During SXSW festival in 2016 Hanson Robotics founder David Hanson showed off Sophia, the famous female robot that was given the opportunity to express personal project and life plans. Interestingly, Sophia stated that she wanted to do things such as studying, making art, starting a business and regretted not being ‘considered a legal person’. This remark is far from trivial. By the way, in 2017, the gynoid was given citizenship of Saudi Arabia (which, incidentally, is rather cynical on the part of a government that is not concerned with human rights and promoting equality between women and men). This could be used to give new ammunition for the arguments presented by D. Haraway in her feminist essay Cyborg Manifesto (to which we will refer below).


The question whether entities (such as robots, androids and other artificial beings) should be considered as legal persons (with rights and duties of their own) is a legal and ethical issue. The problem is all the more worthy of consideration as some high risk AI systems can cause prejudices to individuals (physical injury or moral damage) because of their autonomy. This issue is linked to the question of the liability regime: can a machine reasonably be held responsible for its actions ? The question of legal personality goes beyond the field of artificial intelligence since it is currently posed with regard to biological entities such as animals and natural entities such as mountains, trees, water basins and other natural elements. Historically and etymologically, the word ‘person’ was used to refer to human beings. Legal systems have long been based on this classical view, even if the law, which readily resorts to fictions (as instrumental constructs), grants legal personality to entities such as companies.

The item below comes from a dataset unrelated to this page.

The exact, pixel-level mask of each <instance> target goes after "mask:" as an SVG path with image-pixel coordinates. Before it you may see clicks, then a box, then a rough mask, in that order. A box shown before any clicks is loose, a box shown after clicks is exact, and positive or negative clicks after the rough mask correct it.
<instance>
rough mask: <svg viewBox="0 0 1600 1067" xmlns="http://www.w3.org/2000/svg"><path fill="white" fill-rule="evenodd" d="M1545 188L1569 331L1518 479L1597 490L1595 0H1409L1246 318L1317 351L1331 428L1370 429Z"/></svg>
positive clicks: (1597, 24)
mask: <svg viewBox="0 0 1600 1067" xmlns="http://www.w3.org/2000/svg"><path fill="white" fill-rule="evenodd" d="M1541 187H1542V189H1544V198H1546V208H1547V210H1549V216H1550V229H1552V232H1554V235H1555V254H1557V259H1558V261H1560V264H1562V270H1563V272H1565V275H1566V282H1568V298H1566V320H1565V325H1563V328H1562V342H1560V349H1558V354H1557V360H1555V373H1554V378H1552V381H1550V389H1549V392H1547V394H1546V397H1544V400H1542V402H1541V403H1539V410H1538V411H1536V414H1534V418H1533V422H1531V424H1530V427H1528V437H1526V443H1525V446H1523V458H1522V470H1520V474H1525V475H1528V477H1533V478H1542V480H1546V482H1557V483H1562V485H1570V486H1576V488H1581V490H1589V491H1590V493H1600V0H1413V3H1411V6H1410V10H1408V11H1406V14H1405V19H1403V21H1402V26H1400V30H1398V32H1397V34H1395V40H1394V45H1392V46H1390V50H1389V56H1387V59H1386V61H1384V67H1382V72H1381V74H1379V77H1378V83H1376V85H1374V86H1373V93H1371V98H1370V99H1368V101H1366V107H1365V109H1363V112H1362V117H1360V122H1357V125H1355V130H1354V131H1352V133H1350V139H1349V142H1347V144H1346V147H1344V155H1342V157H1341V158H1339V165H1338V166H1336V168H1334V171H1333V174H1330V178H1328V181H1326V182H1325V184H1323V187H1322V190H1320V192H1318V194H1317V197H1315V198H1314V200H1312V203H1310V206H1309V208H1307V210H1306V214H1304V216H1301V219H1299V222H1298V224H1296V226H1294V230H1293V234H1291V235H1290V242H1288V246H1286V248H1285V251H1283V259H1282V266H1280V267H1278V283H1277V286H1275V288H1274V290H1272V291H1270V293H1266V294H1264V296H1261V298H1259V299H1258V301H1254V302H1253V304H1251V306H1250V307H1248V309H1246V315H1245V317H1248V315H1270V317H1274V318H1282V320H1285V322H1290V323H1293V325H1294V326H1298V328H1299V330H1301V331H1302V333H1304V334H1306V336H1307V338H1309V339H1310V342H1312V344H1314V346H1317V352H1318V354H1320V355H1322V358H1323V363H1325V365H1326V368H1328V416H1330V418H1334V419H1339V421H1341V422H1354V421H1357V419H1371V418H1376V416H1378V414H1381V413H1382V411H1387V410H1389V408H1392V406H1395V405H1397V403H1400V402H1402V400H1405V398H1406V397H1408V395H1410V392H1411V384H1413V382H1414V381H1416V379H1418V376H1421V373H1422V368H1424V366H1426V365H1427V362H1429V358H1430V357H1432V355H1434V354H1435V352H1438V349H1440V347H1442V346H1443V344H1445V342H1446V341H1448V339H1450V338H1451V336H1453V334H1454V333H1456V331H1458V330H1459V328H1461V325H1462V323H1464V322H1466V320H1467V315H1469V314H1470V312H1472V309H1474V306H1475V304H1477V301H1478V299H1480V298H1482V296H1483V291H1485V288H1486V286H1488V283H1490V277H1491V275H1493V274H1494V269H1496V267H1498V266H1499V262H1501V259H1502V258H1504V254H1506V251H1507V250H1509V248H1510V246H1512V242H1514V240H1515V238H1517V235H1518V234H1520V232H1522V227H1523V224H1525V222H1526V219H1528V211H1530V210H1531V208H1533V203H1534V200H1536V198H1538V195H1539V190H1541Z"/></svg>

It is evident that legal reality depends on political will and our cognitive representations. Let us take the case of animals and robots, which do not currently enjoy a legal status comparable to that of humans. The question of granting personality to these two categories of non-human beings does not arise in the same terms. The logic is different because animals are sentient beings whereas robots are, for the moment, only intelligent. And this intelligence is very limited because strong AI does not exist. The stakes are not the same because in the first case it is a question of protecting animals from suffering (and ensuring their welfare), in the second case it is more a matter of protecting ourselves legally from the risks inherent in certain potentially dangerous AI systems. In both cases, however, animals and robots embody a form of radical otherness or alterity that constantly questions the law.